The writer of Hebrews exhorts his audience to mature in their thinking. They had become like newborns in their faith which was not a good thing.
Hebrews 5:12 For though by this time you ought to be teachers, you have need again for someone to teach you the elementary principles of the oracles of God, and you have come to need milk and not solid food.
“You ought to be teachers” assumes that they needed to grow in their understanding. But sadly these people were like newborn babes, ignorantly feeding off their mother’s milk once again. The time for immaturity in our faith has passed for all of us.
Let me use Jeremiah again and expand on it a little more:
Jeremiah 9:23-24 “Thus says the LORD, “Let not a wise man boast of his wisdom, and let not the mighty man boast of his might, let not a rich man boast of his riches; but let him who boasts boast of this, that he understands and knows Me, that I am the LORD who exercises lovingkindness, justice, and righteousness on earth; for I delight in these things,” declares the LORD (emphasis mine).

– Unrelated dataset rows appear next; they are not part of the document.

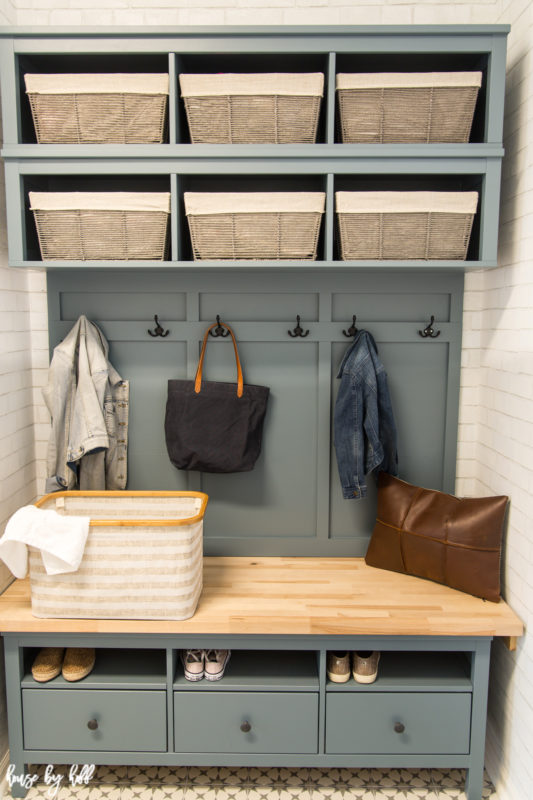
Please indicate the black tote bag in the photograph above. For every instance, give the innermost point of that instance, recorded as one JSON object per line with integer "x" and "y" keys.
{"x": 213, "y": 426}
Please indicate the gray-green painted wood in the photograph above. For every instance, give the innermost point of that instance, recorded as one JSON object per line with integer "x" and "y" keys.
{"x": 122, "y": 669}
{"x": 409, "y": 671}
{"x": 365, "y": 723}
{"x": 291, "y": 502}
{"x": 331, "y": 49}
{"x": 260, "y": 671}
{"x": 126, "y": 720}
{"x": 428, "y": 674}
{"x": 279, "y": 722}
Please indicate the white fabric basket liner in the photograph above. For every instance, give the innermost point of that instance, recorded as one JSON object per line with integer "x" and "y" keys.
{"x": 262, "y": 83}
{"x": 406, "y": 202}
{"x": 100, "y": 201}
{"x": 91, "y": 83}
{"x": 406, "y": 80}
{"x": 198, "y": 203}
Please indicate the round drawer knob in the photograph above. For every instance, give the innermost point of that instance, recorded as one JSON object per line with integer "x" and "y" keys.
{"x": 399, "y": 727}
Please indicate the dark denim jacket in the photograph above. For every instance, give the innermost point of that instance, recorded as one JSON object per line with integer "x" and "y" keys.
{"x": 365, "y": 433}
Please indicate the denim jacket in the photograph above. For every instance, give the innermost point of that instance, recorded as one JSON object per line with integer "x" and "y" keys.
{"x": 88, "y": 403}
{"x": 365, "y": 433}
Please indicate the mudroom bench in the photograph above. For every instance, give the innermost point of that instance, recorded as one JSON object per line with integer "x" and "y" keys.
{"x": 274, "y": 706}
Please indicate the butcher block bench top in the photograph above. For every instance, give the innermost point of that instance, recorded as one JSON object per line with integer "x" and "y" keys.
{"x": 310, "y": 596}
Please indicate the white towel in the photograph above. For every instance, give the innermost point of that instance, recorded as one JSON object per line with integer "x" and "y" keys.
{"x": 61, "y": 540}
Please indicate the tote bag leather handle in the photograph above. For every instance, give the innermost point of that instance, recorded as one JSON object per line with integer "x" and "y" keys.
{"x": 198, "y": 379}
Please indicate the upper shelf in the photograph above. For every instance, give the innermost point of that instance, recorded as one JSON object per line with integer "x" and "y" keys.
{"x": 333, "y": 153}
{"x": 177, "y": 166}
{"x": 329, "y": 50}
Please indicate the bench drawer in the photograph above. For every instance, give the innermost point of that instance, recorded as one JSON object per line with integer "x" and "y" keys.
{"x": 57, "y": 719}
{"x": 406, "y": 722}
{"x": 245, "y": 722}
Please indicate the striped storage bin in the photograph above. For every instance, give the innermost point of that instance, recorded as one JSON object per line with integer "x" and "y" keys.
{"x": 101, "y": 226}
{"x": 228, "y": 108}
{"x": 405, "y": 225}
{"x": 407, "y": 107}
{"x": 98, "y": 108}
{"x": 142, "y": 560}
{"x": 254, "y": 225}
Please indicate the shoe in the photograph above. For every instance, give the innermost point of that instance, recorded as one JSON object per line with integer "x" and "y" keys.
{"x": 47, "y": 664}
{"x": 338, "y": 667}
{"x": 215, "y": 663}
{"x": 78, "y": 663}
{"x": 365, "y": 665}
{"x": 193, "y": 664}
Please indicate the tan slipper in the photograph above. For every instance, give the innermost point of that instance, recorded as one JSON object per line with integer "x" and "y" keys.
{"x": 78, "y": 663}
{"x": 47, "y": 664}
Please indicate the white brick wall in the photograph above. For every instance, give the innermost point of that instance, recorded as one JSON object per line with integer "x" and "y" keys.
{"x": 498, "y": 387}
{"x": 496, "y": 413}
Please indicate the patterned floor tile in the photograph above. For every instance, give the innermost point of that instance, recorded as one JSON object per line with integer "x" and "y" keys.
{"x": 110, "y": 774}
{"x": 174, "y": 776}
{"x": 255, "y": 783}
{"x": 137, "y": 793}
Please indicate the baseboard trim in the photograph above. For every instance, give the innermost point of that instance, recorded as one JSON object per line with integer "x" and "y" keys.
{"x": 4, "y": 764}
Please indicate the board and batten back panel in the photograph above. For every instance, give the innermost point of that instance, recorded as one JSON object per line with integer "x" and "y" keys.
{"x": 291, "y": 502}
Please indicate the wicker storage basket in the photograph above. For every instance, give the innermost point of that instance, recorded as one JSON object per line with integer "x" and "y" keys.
{"x": 101, "y": 226}
{"x": 74, "y": 109}
{"x": 405, "y": 225}
{"x": 252, "y": 108}
{"x": 142, "y": 560}
{"x": 254, "y": 225}
{"x": 407, "y": 107}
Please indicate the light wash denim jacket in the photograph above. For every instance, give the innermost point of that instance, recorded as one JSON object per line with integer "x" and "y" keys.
{"x": 88, "y": 403}
{"x": 365, "y": 433}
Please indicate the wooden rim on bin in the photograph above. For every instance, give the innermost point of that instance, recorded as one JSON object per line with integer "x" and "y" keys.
{"x": 121, "y": 523}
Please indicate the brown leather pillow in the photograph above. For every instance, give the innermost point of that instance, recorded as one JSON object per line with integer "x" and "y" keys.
{"x": 451, "y": 540}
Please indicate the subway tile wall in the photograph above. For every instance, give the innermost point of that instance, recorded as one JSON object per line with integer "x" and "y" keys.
{"x": 496, "y": 413}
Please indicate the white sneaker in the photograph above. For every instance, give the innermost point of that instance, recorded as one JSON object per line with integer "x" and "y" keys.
{"x": 193, "y": 664}
{"x": 215, "y": 663}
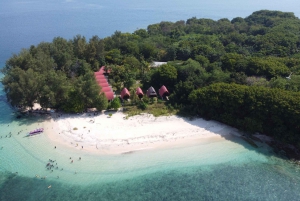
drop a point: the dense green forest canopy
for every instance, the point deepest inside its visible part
(255, 58)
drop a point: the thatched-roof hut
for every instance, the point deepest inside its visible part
(151, 92)
(125, 94)
(163, 92)
(139, 92)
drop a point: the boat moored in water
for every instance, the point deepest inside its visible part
(36, 131)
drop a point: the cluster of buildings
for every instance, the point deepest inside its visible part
(102, 80)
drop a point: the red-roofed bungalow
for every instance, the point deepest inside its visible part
(109, 95)
(105, 89)
(125, 94)
(139, 92)
(151, 92)
(163, 92)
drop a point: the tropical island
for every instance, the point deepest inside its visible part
(242, 72)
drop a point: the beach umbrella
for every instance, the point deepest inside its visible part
(125, 94)
(163, 91)
(139, 92)
(151, 92)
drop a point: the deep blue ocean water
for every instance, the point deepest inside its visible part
(28, 22)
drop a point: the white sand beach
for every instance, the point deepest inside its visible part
(102, 134)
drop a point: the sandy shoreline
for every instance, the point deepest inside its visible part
(102, 134)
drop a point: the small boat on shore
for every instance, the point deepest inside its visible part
(36, 131)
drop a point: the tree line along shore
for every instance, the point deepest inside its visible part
(244, 72)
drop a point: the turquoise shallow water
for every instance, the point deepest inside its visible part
(209, 170)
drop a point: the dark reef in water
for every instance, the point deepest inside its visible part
(255, 181)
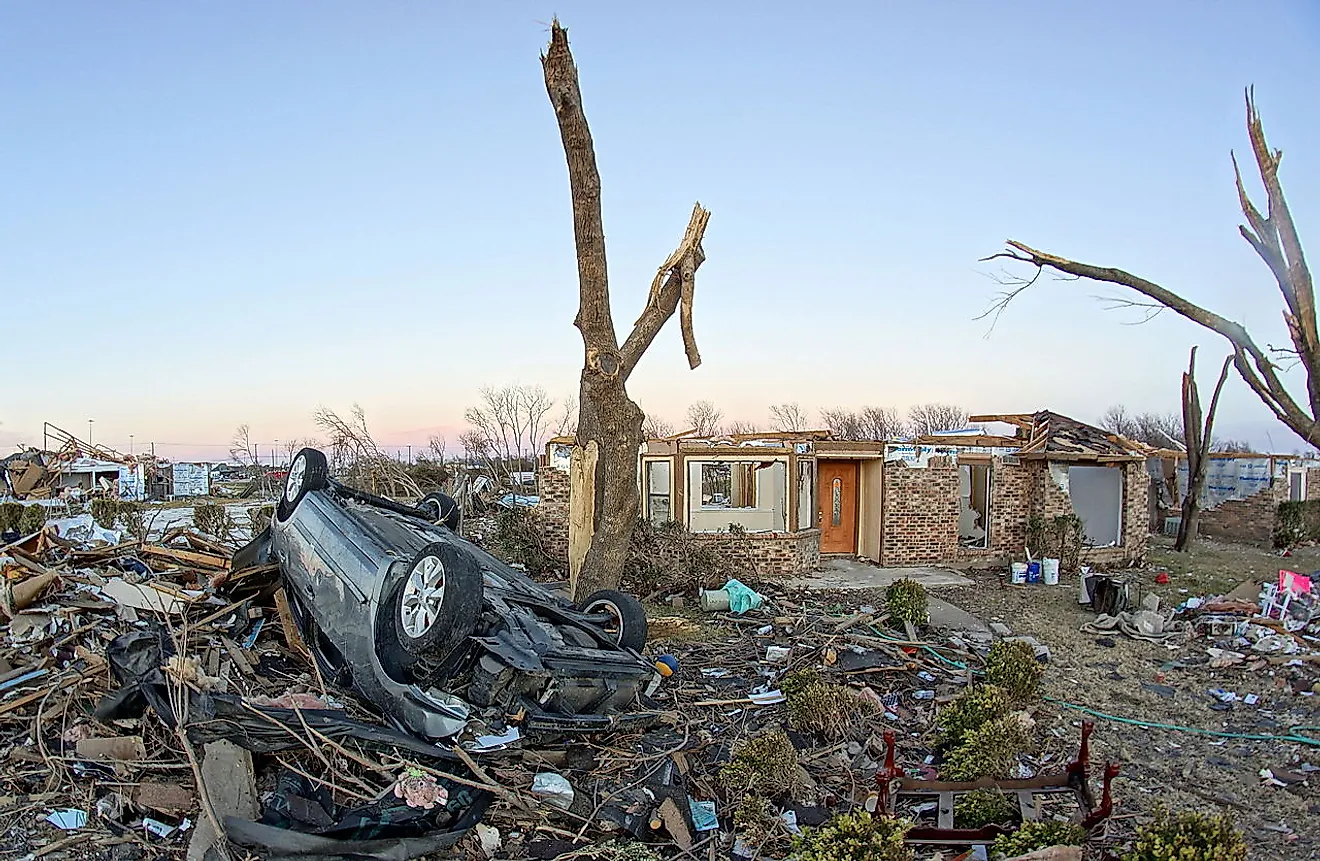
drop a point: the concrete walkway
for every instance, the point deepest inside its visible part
(844, 573)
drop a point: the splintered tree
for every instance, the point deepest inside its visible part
(1197, 443)
(1274, 238)
(603, 502)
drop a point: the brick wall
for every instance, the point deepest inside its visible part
(1249, 519)
(919, 522)
(774, 553)
(1010, 505)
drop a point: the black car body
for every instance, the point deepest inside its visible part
(430, 629)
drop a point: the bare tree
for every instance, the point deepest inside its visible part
(925, 419)
(656, 428)
(603, 507)
(881, 423)
(787, 417)
(1155, 429)
(842, 424)
(1197, 443)
(705, 417)
(512, 423)
(358, 460)
(1274, 238)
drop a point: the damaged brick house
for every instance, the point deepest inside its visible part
(943, 499)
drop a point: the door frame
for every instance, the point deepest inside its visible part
(857, 503)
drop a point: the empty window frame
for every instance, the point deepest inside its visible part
(1097, 497)
(659, 490)
(974, 505)
(805, 494)
(729, 485)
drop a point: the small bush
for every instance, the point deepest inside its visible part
(1038, 835)
(33, 518)
(1188, 836)
(767, 765)
(11, 514)
(854, 837)
(988, 752)
(103, 511)
(260, 518)
(982, 807)
(972, 709)
(213, 519)
(906, 601)
(816, 705)
(1013, 666)
(132, 516)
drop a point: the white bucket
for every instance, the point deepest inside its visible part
(1050, 572)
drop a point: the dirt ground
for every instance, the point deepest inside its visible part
(1142, 680)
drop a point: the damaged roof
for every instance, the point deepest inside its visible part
(1047, 435)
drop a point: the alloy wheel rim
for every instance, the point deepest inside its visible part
(424, 596)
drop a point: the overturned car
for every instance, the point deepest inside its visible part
(429, 629)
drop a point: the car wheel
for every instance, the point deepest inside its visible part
(445, 510)
(437, 604)
(308, 472)
(628, 625)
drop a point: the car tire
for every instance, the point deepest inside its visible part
(630, 626)
(448, 511)
(437, 602)
(308, 472)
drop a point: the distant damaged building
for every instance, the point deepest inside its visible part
(958, 498)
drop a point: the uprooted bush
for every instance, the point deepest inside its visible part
(982, 807)
(766, 765)
(1038, 835)
(213, 519)
(854, 837)
(33, 518)
(1188, 836)
(816, 705)
(520, 539)
(11, 514)
(906, 601)
(1013, 666)
(988, 752)
(970, 711)
(103, 511)
(669, 557)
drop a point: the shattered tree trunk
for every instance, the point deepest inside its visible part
(1275, 241)
(1197, 441)
(605, 499)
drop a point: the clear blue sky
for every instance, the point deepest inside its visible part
(232, 213)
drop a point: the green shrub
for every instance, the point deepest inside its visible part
(767, 765)
(1013, 666)
(11, 514)
(969, 712)
(854, 837)
(1296, 522)
(906, 601)
(33, 518)
(1188, 836)
(816, 705)
(982, 807)
(1038, 835)
(103, 511)
(988, 752)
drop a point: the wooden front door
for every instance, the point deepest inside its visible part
(837, 495)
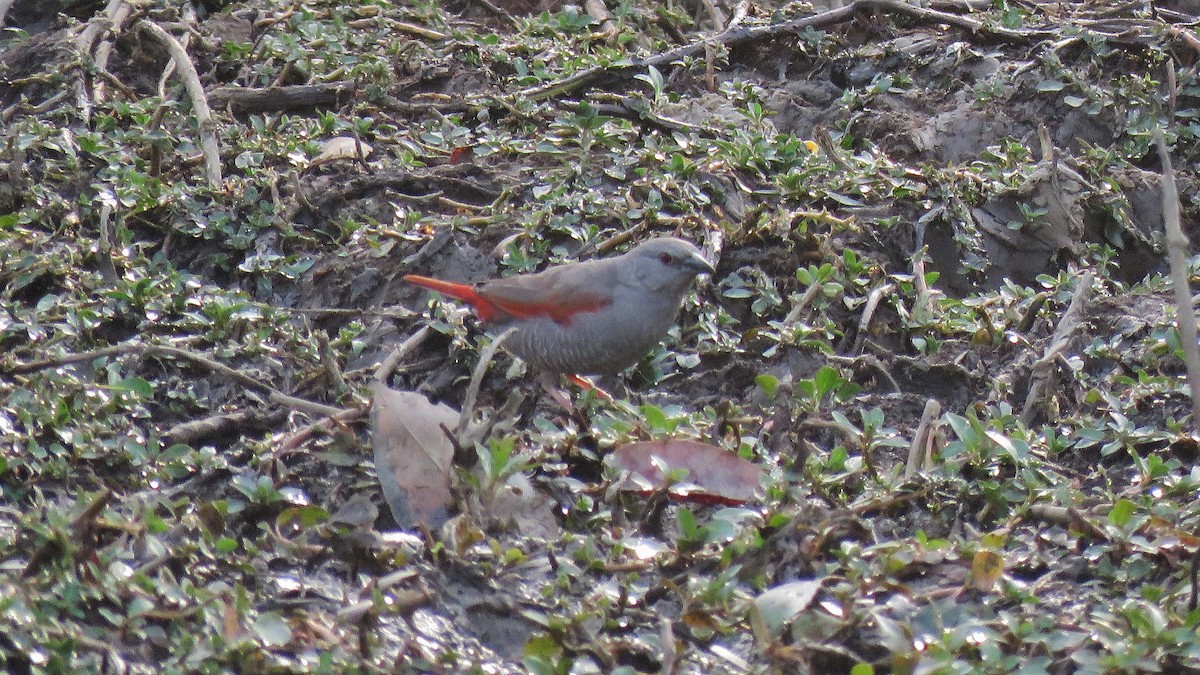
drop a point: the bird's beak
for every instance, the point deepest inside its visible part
(700, 264)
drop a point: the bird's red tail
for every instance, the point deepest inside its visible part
(486, 310)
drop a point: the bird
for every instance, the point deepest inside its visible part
(592, 317)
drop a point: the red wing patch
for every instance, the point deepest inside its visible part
(561, 312)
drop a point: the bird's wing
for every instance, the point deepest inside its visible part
(559, 293)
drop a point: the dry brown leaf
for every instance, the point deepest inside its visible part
(341, 148)
(713, 473)
(413, 455)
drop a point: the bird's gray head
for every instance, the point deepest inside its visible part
(667, 263)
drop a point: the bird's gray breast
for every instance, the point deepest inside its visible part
(599, 342)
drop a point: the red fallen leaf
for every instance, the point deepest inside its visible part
(714, 475)
(413, 455)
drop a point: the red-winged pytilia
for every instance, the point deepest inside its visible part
(593, 317)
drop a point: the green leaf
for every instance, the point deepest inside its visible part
(1122, 512)
(135, 386)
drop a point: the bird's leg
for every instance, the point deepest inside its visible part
(547, 382)
(588, 386)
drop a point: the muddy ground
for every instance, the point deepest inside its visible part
(903, 204)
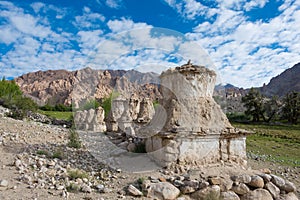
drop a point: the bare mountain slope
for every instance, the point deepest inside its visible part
(61, 86)
(287, 81)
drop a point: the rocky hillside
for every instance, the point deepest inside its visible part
(61, 86)
(287, 81)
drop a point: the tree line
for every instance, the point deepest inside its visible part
(261, 108)
(12, 97)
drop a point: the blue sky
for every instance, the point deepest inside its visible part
(246, 42)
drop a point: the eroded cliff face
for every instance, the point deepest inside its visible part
(65, 87)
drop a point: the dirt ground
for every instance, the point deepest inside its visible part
(16, 136)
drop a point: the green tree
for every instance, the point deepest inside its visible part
(9, 90)
(291, 107)
(270, 108)
(11, 97)
(253, 101)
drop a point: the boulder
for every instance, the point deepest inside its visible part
(212, 193)
(244, 178)
(134, 191)
(288, 187)
(256, 182)
(278, 181)
(162, 190)
(258, 194)
(241, 189)
(229, 195)
(273, 189)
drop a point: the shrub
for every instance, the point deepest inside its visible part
(74, 174)
(42, 152)
(238, 117)
(12, 98)
(140, 148)
(90, 104)
(74, 140)
(73, 188)
(106, 102)
(58, 154)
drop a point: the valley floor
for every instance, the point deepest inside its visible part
(35, 156)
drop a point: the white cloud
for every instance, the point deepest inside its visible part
(89, 19)
(189, 9)
(117, 26)
(249, 53)
(114, 3)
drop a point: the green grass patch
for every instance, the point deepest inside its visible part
(275, 143)
(74, 140)
(57, 114)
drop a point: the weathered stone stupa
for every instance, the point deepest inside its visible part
(196, 131)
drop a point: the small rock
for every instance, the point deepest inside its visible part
(266, 171)
(189, 186)
(214, 180)
(258, 194)
(256, 181)
(290, 196)
(100, 187)
(241, 189)
(163, 190)
(212, 192)
(178, 183)
(273, 189)
(267, 178)
(60, 187)
(85, 188)
(18, 163)
(288, 187)
(244, 178)
(229, 195)
(134, 191)
(3, 183)
(279, 182)
(226, 184)
(107, 190)
(203, 184)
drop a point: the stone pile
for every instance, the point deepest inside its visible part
(90, 120)
(43, 172)
(237, 187)
(3, 111)
(196, 131)
(129, 113)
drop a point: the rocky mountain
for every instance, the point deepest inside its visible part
(65, 87)
(287, 81)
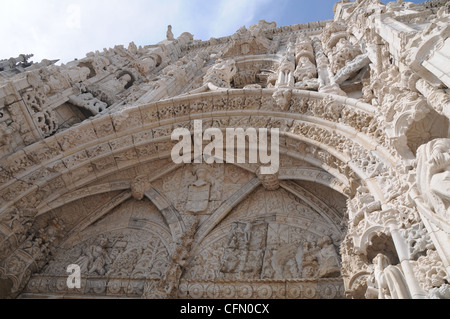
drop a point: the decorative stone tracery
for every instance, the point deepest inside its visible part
(358, 208)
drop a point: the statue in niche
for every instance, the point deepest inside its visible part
(433, 176)
(306, 70)
(169, 34)
(387, 281)
(118, 85)
(328, 259)
(199, 193)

We are not to boast in our supposed wisdom, strength, or riches. But we can boast in our relationship with God. This relationship is defined very particularly in this passage. It requires knowledge and understanding. We can only know and be satisfied in God to the degree that our understanding of Him is growing. The Hebrew word here for “understand” is one that communicates comprehension based upon reflection. This does not mean that we will exhaustively understand God or any one thing about Him. But it does mean that which He has revealed about Himself is essential to our relationship with Him.
What are these things? God is one who “exercises loving kindness, justice and righteousness on the earth” and that he “delights in these things.” Now, I don’t know about you, but I see this as quite a bit of information here—quite a bit of doctrine, theology, truth, correct information. Who is this God that you love? He is one that is kind, but He is also just. Each of these characteristics go far beyond the information that a newborn can have of a parent. It goes far beyond a theology of milk that says our love for God can stay and grow in a state of joyful agnosticism.
God is good. God is righteous. God will provide. God loves us. God has a plan for the future. God is involved in history. God will not lie. God does not change. God made us in His image. God will not drop us. God will feed us. God will clothe us. God is in control of the good and bad. God gives us comfort. God cares when we cry. God will heal the wounds. These are all statements of belief. This is theology. While we can and should enjoy being loved and understood, our relationship must become reciprocal. The Christian faith is one of understanding God, not simply being understood by him. You cannot have a perpetual relationship that is one sided. There is really no such thing.
Proverbs 2:3-6 “For if you cry for discernment, Lift your voice for understanding; If you seek her as silver And search for her as for hidden treasures; Then you will discern the fear of the LORD and discover the knowledge of God. For the LORD gives wisdom; From His mouth comes knowledge and understanding.” (emphasis mine)
Again, while God cannot be understood exhaustively, he can and must be understood truly. He himself has said as much.
Beliefs are foundational to all else. Don’t ever think you can have right practice (orthopraxy) without right belief (orthodoxy).